Il film di Kulešov, con sceneggiatura di Viktor Šklovskij, è tratto dal racconto The Unexpected di Jack London, autore notoriamente ossessionato dalla ricerca di una nuova frontiera. L'ambientazione lontana e il ricorso all'immaginario della natura selvaggia permettono una sorta di sovrapposizione culturale, poiché la tensione tra vecchio e nuovo che in Russia fa quasi un tutt'uno con l'arrivo delle idee rivoluzionarie (e permea, prima ancora che il cinema, la letteratura, almeno dalla seconda metà dell'Ottocento), con il concreto verificarsi della rivoluzione viene esasperata in una sorta di mitologia della tabula rasa, che con il concetto di frontiera ha qualcosa in comune - e che può forse fornire una lettura dello smodato interesse per i prodotti culturali d'oltreoceano.

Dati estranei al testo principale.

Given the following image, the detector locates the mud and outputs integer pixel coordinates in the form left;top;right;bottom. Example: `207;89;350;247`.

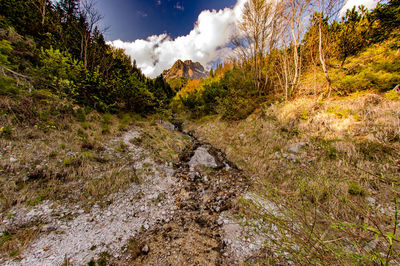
117;123;248;265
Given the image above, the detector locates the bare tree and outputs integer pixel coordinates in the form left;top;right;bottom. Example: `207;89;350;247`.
314;0;344;97
285;0;311;94
234;0;283;93
80;0;103;69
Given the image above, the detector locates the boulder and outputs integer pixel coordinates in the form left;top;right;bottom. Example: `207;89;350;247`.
189;147;218;169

Eppure In nome della legge, come già The Unexpected, è espressione di un cupo pessimismo, di sfiducia e disillusione, della crisi legata all'avvento del progresso, che comporta l'inevitabile messa in discussione dell'ideale. Nel film, la vicenda del processo a Dennin permette la critica di una giustizia vissuta come coercizione e più in generale di un sistema artefatto e retorico che tende pericolosamente alla violenza organizzata. Al di là di precise interpretazioni, come l'individuazione della polemica sull'allora recente codificazione del diritto o quella sul cinema sovietico in quanto istituzione sempre più soffocante, l'archetipica contrapposizione tra wilderness e civilization mutuata da London permette a Kulešov di portare alla luce il disagio culturale nato nel momento in cui, esauritosi lo slancio rivoluzionario, si assiste alla traduzione dell'ideale in sistema e alla sua inevitabile ed irreversibile corruzione. In una manciata d'anni la rapidità dei mutamenti politici, economici e sociali minaccia la sopravvivenza di una mitologia che risulta indispensabile alla causa socialista. In nome della legge è un film della crisi dell'ideale, quella stessa crisi che la produzione di amerikanšcina ha lo scopo di arginare.